They’re on the launch pad right now. See here.
So, what are the missions and objectives of these fine spacecraft, I hear you ask.
Well, from the Planck site:
Planck will help provide answers to one of the most important sets of questions asked in modern science – how did the Universe begin, how did it evolve to the state we observe today, and how will it continue to evolve in the future? Planck’s objective is to analyse, with the highest accuracy ever achieved, the remnants of the radiation that filled the Universe immediately after the Big Bang, which we observe today as the Cosmic Microwave Background.

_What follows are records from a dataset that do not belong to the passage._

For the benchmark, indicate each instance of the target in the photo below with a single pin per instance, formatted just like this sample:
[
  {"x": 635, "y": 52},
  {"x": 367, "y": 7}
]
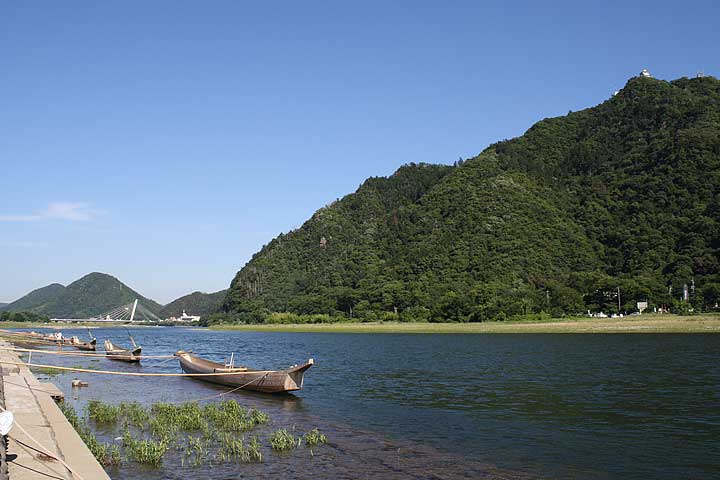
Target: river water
[{"x": 413, "y": 406}]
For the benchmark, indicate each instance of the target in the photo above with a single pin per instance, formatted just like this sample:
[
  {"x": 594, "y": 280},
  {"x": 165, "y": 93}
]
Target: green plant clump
[
  {"x": 314, "y": 437},
  {"x": 282, "y": 441}
]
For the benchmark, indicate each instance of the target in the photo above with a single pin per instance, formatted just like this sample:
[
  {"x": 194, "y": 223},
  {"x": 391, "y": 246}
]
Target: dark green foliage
[
  {"x": 196, "y": 303},
  {"x": 22, "y": 317},
  {"x": 93, "y": 294},
  {"x": 625, "y": 194}
]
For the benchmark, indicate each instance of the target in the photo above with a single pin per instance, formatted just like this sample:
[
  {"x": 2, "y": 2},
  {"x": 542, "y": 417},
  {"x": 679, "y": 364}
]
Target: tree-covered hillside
[
  {"x": 196, "y": 303},
  {"x": 37, "y": 299},
  {"x": 92, "y": 294},
  {"x": 623, "y": 195}
]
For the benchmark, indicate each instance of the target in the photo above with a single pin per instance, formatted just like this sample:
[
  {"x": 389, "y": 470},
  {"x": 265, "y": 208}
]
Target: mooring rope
[
  {"x": 133, "y": 374},
  {"x": 75, "y": 354}
]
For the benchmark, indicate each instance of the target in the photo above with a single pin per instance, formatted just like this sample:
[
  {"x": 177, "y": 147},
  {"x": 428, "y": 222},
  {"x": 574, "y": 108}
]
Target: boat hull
[{"x": 266, "y": 381}]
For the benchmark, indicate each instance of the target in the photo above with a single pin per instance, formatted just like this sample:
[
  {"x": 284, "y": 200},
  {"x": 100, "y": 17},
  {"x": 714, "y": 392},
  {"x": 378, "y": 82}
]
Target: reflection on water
[{"x": 453, "y": 406}]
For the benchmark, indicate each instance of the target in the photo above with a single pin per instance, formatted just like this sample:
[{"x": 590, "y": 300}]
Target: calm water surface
[{"x": 453, "y": 406}]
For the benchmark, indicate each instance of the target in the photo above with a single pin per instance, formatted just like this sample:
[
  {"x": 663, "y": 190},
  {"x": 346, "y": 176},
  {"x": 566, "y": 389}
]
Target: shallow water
[{"x": 452, "y": 406}]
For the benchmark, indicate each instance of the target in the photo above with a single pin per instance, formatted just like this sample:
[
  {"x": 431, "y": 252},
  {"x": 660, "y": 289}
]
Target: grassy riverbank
[{"x": 638, "y": 324}]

* Mapping of Cosmic Microwave Background anisotropies with improved sensitivity and angular resolution
* Determination of Hubble constant
* Testing inflationary models of the early Universe
* Measuring amplitude of structures in Cosmic Microwave Background
From the Herschel site:
The European Space Agency’s Herschel Space Observatory (formerly called Far Infrared and Sub-millimetre Telescope or FIRST) has the largest single mirror ever built for a space telescope. At 3.5-metres in diameter the mirror will collect long-wavelength radiation from some of the coldest and most distant objects in the Universe. In addition, Herschel will be the only space observatory to cover a spectral range from the far infrared to sub-millimetre.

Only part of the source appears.